We see that the move from 7LPP to 5LPP results in a reduction of power consumption by ~24%.
There is a reduction of
5% from 5LPE to 5LPP.
The reduction from 8LPP to 7LPP is ~25%, then the reduction from 7LPP to 5LPE is ~24%, meaning Orin on 5LPP would consume around ~54% at the same frequencies.
We can check to see how roughly correct this all is by checking
8 Gen 1 (Samsung 5LPP/4LPX) vs 8 Gen 1+ (TSMC 4nm)
Officially, Qualcomm is claiming a 30% improvement in both GPU and CPU power efficiency. Though as mentioned before, this is at iso-frequency and doesn’t take into account the higher peak clockspeeds of the 8+ Gen 1. Consequently, the real-world power savings aren’t going to be quite as great on a peak-to-peak basis, but according to Qualcomm the power savings are still significant. Overall, the company is touting a 15% reduction in SoC power usage under “practical usage patterns” versus the original 8 Gen 1, which in turn should lead to improved battery lifetimes in handsets that adopt the new SoC.
What the picture above shows is that the 30% reduction in power consumption from Samsung 5LPP/4LPX to TSMC 4nm is at the higher frequencies, pushing upwards of twice the frequency of Drake's SoC, where it would be in the neighborhood of ~10% to ~15%.
But TSMC 4nm isn't TSMC 4N, TSMC 4N is TSMC 5nm (thank Nvidia for that), so what is the power reduction from TSMC 5nm to TSMC 4nm?
22%.
This number is likely also the high end frequency, and likely is smaller than Samsung 5LPP to TSMC 4nm, but obviously not by very much.
All the above info leads to this. An Orin chart with these realistic clocks for "Switch 2"s handheld mode:
Orin (High load) CPU: 1881MHz, (High load) GPU: 624.75MHz
Samsung
8LPP - ~13.1w
7LPP - ~9.8w
5LPP - ~7w
TSMC
7nm - ~7.4w
5nm - ~6.3w
4nm - ~5w
Drake would offer lower power consumptions than this chart, possibly by as much as 10%, because it uses some power saving features from Ada, and because it has less cache and other differences to Orin.
Here is some final things to note, when Qualcomm moved from Samsung 5LPP to TSMC 4nm on the 8 gen 1(+), they increased the GPU from 618MHz to 680MHz, a 10% increase, but maybe much more interesting, the GPU is a little over 2TFLOPs, and unless it is vastly different in efficiency, that means it's passively cooled and finds it's power curve around 600MHz on 5LPP, Drake's architecture is obviously different, so it will be different in power draw per flop, however this likely means Drake's clock IF 5LPP is going to be around 600MHz, but one thing interesting to note about the current Switch, is that it runs it's portable clock as high as 460MHz, which was done in botw, seemingly since launch because battery tests never changed when newer models came out, this is higher than TX1's known power curve, which could mean they are looking at the 660MHz clock (if it is the target) in much the same way as the 460MHz clock.

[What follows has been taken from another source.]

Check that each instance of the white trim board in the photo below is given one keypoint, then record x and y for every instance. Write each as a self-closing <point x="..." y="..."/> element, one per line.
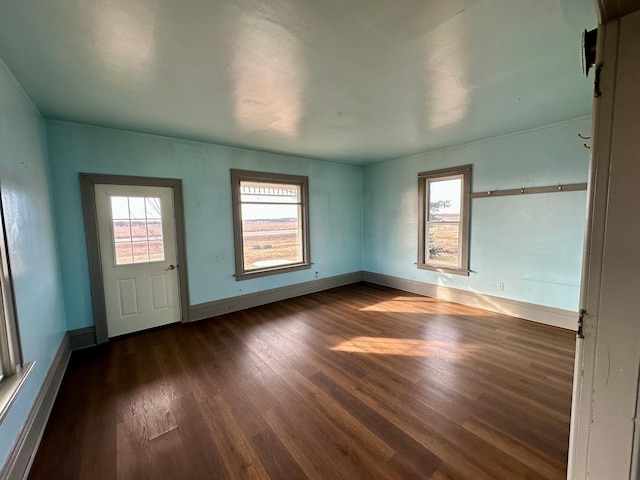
<point x="21" y="457"/>
<point x="537" y="313"/>
<point x="241" y="302"/>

The difference between 460MHz in portable and 768MHz in docked (67%) is very similar to these found clocks, 660MHz in portable and 1125MHz docked (70%). In fact, it's even slightly more aggressive than these new clocks would be.
As much work as Thraktor put into his post, I do think that he was working with inaccurate data, it's a lot of great data, and through, but just it's square shaped, and the hole is round.